Glielo dico perché penso alla sua biblioteca di famiglia, un patrimonio che lei ha riscoperto per un trasloco, trovando un tesoro di informazioni e ricordi. Come è andata?
«Ho vissuto un periodo esaltante, che non è ancora finito perché sto ancora svolgendo ricerche sui tanti appunti che ho trovato. Sapevo di avere questo “baule di ricordi” ma non mi aspettavo questa mole di scritti che parte da fine ’800, dai miei bisnonni fino a mio padre. Mi ha colpito perché c’è un filo logico con la storia, tra queste generazioni di giornalisti. Ci sto lavorando, la sento come una ricchezza da trasmettere ancora. Da piccolo faticavo a capire le cose che mi diceva mio padre, a leggere i suoi libri, ora avverto questa atmosfera magica nella ri­scoperta. Ne sto scrivendo. Non so se uscirà un libro, forse sarà solo un racconto, vedremo».

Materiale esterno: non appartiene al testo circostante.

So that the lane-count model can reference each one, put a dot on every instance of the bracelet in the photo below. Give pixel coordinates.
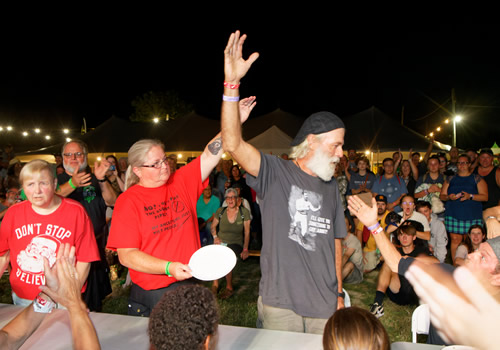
(231, 86)
(230, 98)
(71, 183)
(377, 231)
(373, 227)
(166, 269)
(43, 306)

Torniamo all’attualità: l’Ansa ha raccontato le alluvioni in Sicilia. Un tema che ritorna…
«Il tema è ricorrente e prevede che noi lo raccontiamo al meglio come abbiamo fatto benissimo da Catania, con foto e reportage, con approfondimenti. Noi media generalisti siamo i primi a dover evidenziare la portata dei cambiamenti climatici. In linea con l’Agenda 2030. Senza demagogia, i risultati di oggi sono conseguenza di come abbiamo trattato la Terra fin qui».

A proposito di territorio: conosce quello delle Langhe?

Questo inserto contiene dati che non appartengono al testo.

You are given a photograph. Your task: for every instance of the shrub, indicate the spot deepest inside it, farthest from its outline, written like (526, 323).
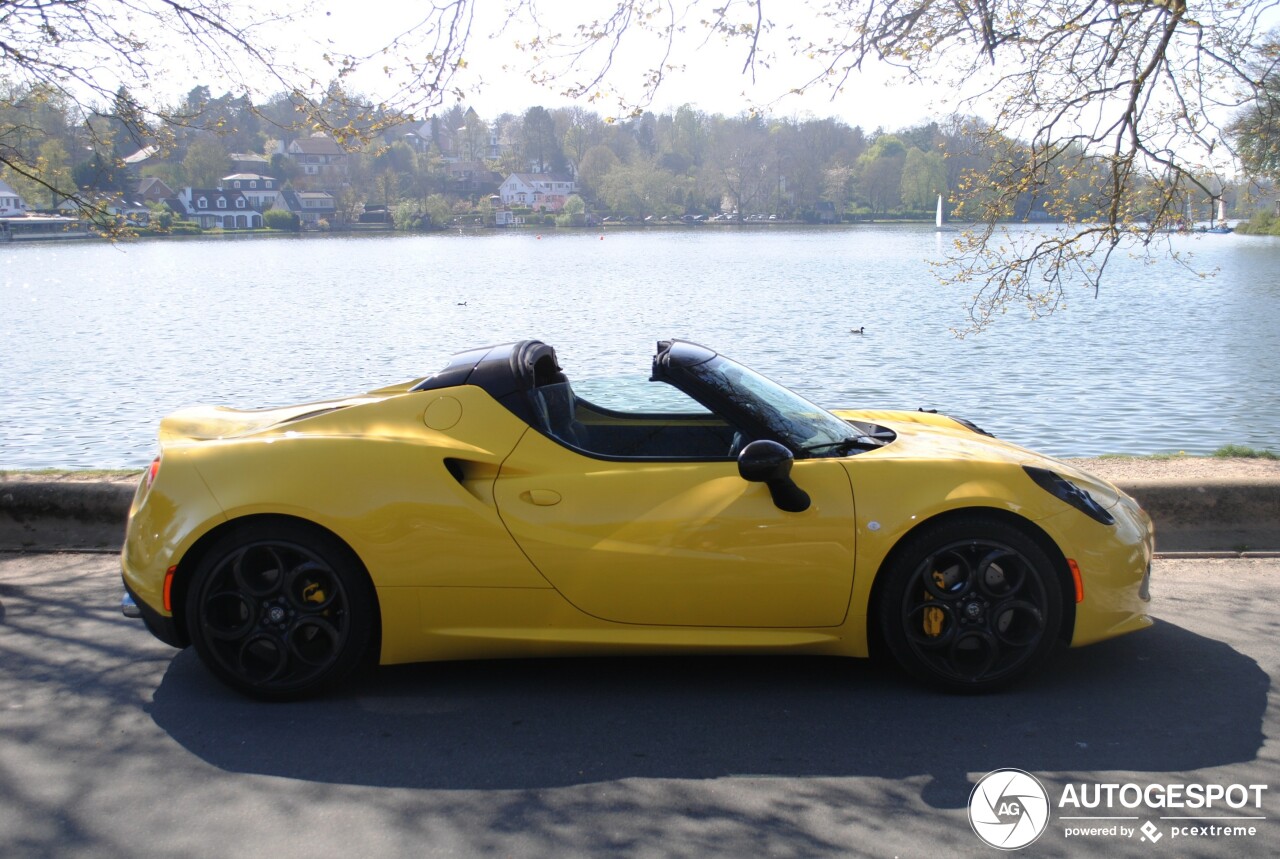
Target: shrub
(282, 219)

«Conosco Alba, ci sono stato sia per vacanza sia per lavoro. Spes­so ho incontrato i colleghi torinesi. Per l’Ansa è importante raccontare le eccellenze di questi territori, dove una grande crescita è stata accompagnata da una costante ricerca della qualità. Il flusso di notizie dal Piemonte, in questo senso, per noi è molto importante».